Me crucé de brazos, analizando mentalmente cada detalle que debía corregir antes de la reunión. Entonces ocurrió.
Una de las empleadas entró tambaleándose desde la calle. Su uniforme estaba arrugado y sucio. Su rostro tenía un color que me desagradó de inmediato. Ni siquiera alcanzó a dar dos pasos cuando llevó una mano a su boca.
—¡No! —grité, pero ya era tarde.
La mujer vomitó justo frente a mí. Las arcadas, el olor… sentí cómo la ira me trepaba por la espalda. Bajé la mirada y vi mis zapatos de diseñador manchados y mis pantalones italianos salpicados.
—¿Qué demonios hizo? —estallé, retrocediendo con asco—. ¡Mire lo que provocó!
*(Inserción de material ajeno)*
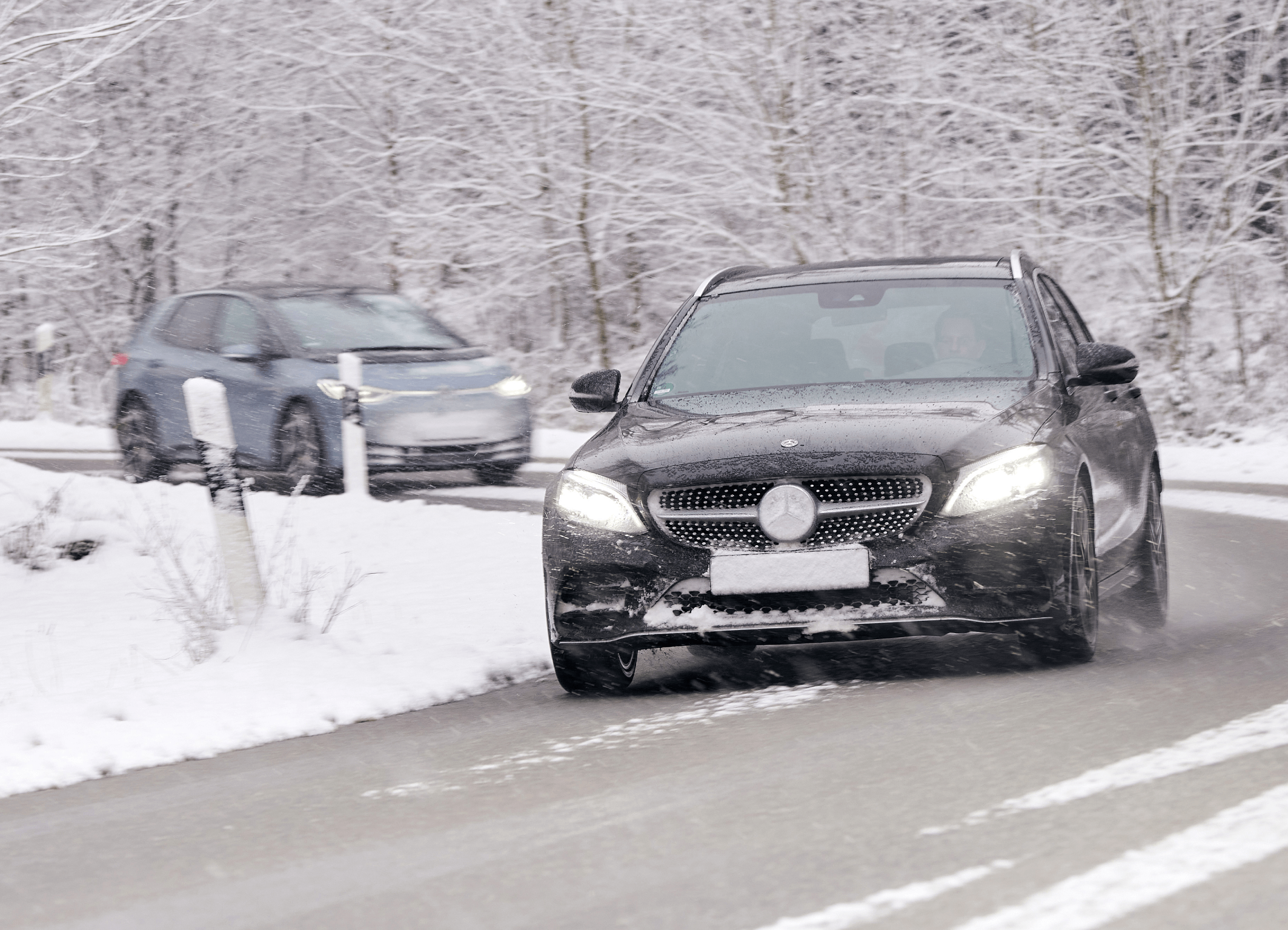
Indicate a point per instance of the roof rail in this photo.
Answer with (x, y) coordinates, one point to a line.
(724, 274)
(1017, 263)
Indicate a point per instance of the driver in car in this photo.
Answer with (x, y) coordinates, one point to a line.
(958, 348)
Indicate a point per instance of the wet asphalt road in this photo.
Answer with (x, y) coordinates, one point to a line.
(723, 794)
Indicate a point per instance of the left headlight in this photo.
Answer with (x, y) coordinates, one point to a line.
(597, 502)
(998, 479)
(512, 387)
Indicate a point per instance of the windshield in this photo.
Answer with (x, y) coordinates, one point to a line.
(339, 322)
(851, 334)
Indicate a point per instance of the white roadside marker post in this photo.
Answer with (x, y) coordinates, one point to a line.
(44, 380)
(353, 434)
(213, 430)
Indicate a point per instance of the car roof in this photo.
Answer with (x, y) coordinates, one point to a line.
(868, 270)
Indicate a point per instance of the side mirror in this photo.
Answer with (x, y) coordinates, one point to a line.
(597, 392)
(247, 352)
(1104, 364)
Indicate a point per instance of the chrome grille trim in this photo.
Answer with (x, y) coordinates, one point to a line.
(694, 517)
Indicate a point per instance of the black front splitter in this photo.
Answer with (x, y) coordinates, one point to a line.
(796, 633)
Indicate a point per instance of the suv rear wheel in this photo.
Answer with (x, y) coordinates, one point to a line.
(299, 448)
(142, 459)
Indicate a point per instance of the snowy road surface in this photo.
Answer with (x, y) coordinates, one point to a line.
(931, 783)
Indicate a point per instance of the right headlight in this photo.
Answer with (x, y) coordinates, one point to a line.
(1000, 478)
(597, 502)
Ella tartamudeó algo, intentando disculparse, pero la interrumpí con un gesto brusco.
—¡Ni una palabra! —gruñí—. ¿Cómo se atreve a entrar así al hotel? ¿Cómo se atreve a arruinar mi imagen frente a mis empleados?
La mujer dio un paso atrás, temblando.
—S-señor, yo… me sentía mal… no pude..
—¡No me interesa! —exclamé, elevando la voz lo suficiente para que todos escucharan—. Este es un hotel de lujo. Aquí no tolero desorden, ni mediocridad, ni empleados que no controlan ni su propio estómago.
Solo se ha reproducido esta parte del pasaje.